Today you will die. Vengeance is indeed sweet
For the times you left me out on the street


14th November 2001

Wednesday, October 12, 2011

Always Be Mine / An Ode to Venus

Come live with me and I’ll protect you
I’ll come and rescue you from any harm
And I’ll shield you within my loving arms
I’ll pick you up when you’re feeling blue
Goddess of Love - You deserve the name
Why does your love life blow up in your face?
Why is there a dark side behind your grace?
It’s hard to believe that you hide such pain
But it’s true - Such emptiness you hide
And it scars your wondrous beauty too
But I’ll take you, and kiss and love you
I’ll take you to light and crush your dark side

I am here still, even if all is gone
Let me rescue you so we can be one


2-3rd November 2001

Monday, October 10, 2011

The World Gave me Apples and I made Cider

My rocket-powered squirrel just blew up
My Ferrari is radioactive
My pet lemming has found a will to live
Clouds are floating out of my coffee cup
The Cheshire Cat is chanting out a curse
My pet lamb has dynamite up it’s arse
My private Idaho is now a farce
And the situation just couldn’t get worse
The ugly ducking is drunk and on crack
My bunny has mixamotosis
My kitten vomits up mess most grosses
The dog is painting my bedroom door black

And tomorrow, me and my motley crew
Will flush the Queen of Hearts head down the loo


1st June 2001

Friday, October 7, 2011

Two lovers are fucking up above me

Two lovers are fucking up above me
In their apartment they roll as one
As they commit their dirty deed with glee
And they won’t stop until the night is done
As they express their love with much passion
Lose virginity or risk going stale
Meanwhile their sounds come downward crashin’
Any attempt to blot out their sounds fail
The sounds of their love burn me to my soul
They burn, I burn in emotional fire
A terrible emptiness takes it’s toll
The sounds won’t end. The sounds will never tire

I listen and the truth really does hurt
They make love, I have my face rubbed in dirt.


28th May 2001

Wednesday, October 5, 2011

Vengeance is a dish best served cold (The Hillbilly song)

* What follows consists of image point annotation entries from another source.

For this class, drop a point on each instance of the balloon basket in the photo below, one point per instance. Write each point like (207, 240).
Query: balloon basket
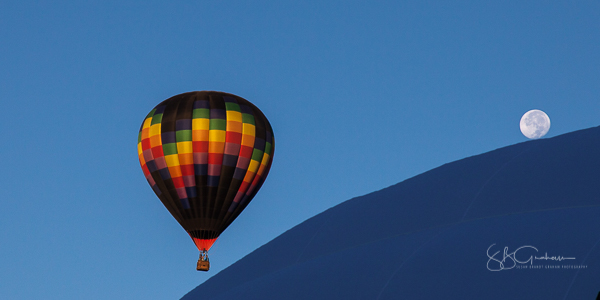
(203, 263)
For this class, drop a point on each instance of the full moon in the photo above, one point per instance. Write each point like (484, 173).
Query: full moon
(535, 124)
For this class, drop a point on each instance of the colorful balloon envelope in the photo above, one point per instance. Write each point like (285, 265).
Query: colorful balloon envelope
(205, 155)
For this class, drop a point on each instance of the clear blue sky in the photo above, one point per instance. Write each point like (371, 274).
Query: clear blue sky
(361, 95)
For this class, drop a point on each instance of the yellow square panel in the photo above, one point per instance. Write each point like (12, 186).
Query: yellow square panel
(155, 129)
(249, 129)
(172, 160)
(200, 124)
(175, 171)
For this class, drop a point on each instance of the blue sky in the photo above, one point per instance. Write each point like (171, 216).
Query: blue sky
(361, 95)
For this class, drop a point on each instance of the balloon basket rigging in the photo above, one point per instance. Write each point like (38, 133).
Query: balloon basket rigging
(203, 263)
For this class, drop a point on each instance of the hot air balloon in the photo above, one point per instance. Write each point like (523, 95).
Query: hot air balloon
(205, 155)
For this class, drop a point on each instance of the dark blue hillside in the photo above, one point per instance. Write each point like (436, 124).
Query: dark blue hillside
(427, 237)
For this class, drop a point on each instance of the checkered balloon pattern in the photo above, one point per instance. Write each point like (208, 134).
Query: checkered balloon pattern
(205, 155)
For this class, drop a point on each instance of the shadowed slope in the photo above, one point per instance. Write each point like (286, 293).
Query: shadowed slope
(427, 237)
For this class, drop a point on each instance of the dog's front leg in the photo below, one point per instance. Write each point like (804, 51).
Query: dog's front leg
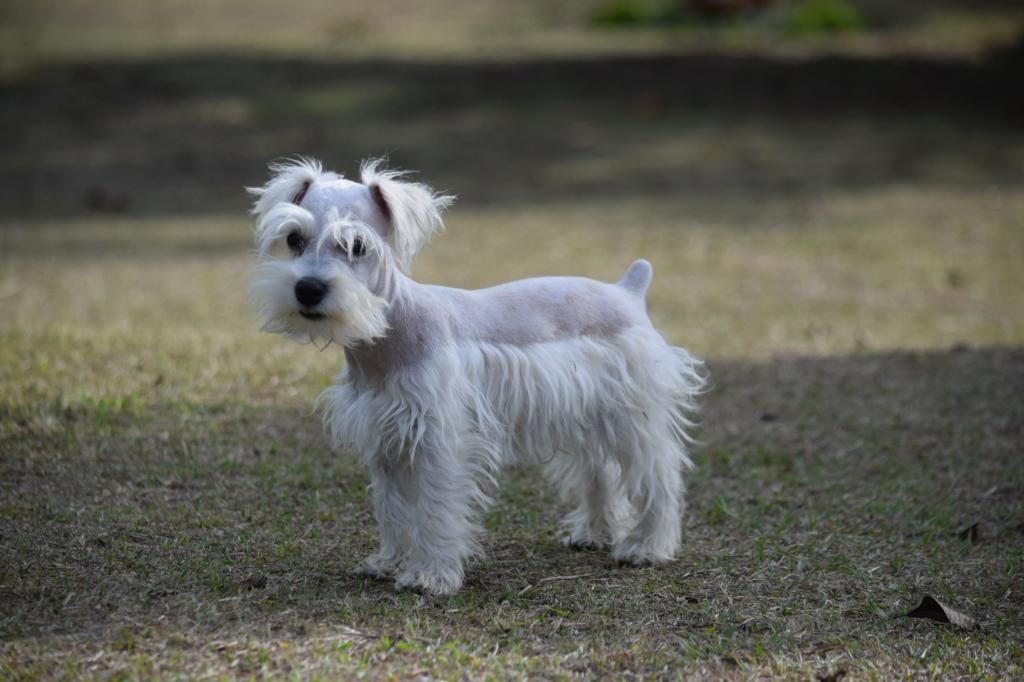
(393, 495)
(442, 531)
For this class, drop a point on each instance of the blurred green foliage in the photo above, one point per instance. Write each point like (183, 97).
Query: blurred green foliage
(813, 17)
(627, 13)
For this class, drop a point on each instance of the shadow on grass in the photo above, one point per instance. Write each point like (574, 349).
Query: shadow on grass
(183, 135)
(240, 520)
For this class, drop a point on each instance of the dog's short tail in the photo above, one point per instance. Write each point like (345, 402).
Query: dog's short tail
(637, 278)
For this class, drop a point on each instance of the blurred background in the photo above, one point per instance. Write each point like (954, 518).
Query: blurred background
(808, 176)
(832, 194)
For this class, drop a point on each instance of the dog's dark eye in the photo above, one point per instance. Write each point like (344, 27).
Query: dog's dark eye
(296, 242)
(358, 248)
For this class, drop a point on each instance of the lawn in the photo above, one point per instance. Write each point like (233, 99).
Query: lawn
(841, 237)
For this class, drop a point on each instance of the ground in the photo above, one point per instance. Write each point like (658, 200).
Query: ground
(840, 235)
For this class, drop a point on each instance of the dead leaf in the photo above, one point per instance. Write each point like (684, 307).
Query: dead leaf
(253, 583)
(971, 533)
(832, 677)
(934, 609)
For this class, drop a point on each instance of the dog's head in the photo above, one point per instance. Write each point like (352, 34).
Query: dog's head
(328, 249)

I went to the countryside with my wife
I took her to the greatest farm around
All the while I had the time of my life
She, however, just wouldn’t settle down.
She cheated on me. An act most unkind
I don’t know why but she had her reasons
Next thing I knew, I must’ve lost my mind
I planned to execute her for treason
So I dragged her screaming into the barn
And I rammed my shotgun to her forehead
Lie-tainted screams echoed across the farm
But they didn’t stop me shooting the wench dead

Now I’m in jail - which is just as well
Nothing can stop me from going to hell


22th April 2001

Monday, October 3, 2011

Broken Circle

Once upon a time foundations were set
To build what will endure the test of time
But now this wonder’s demise has been met
It’s long gone now - covered in moss and grime
Back in it’s heyday, this place was a home
Everyone was happy, day after day
A haven for a wanderer alone
But the sun has forever gone away
The black souls have flown - Gone to pastures new
Leaving a lone wolf howling at the moon
The pure minds search for their destiny too
As an eclipse illuminates the gloom

The circle is broken, all have parted
And now the wolf is back where he started.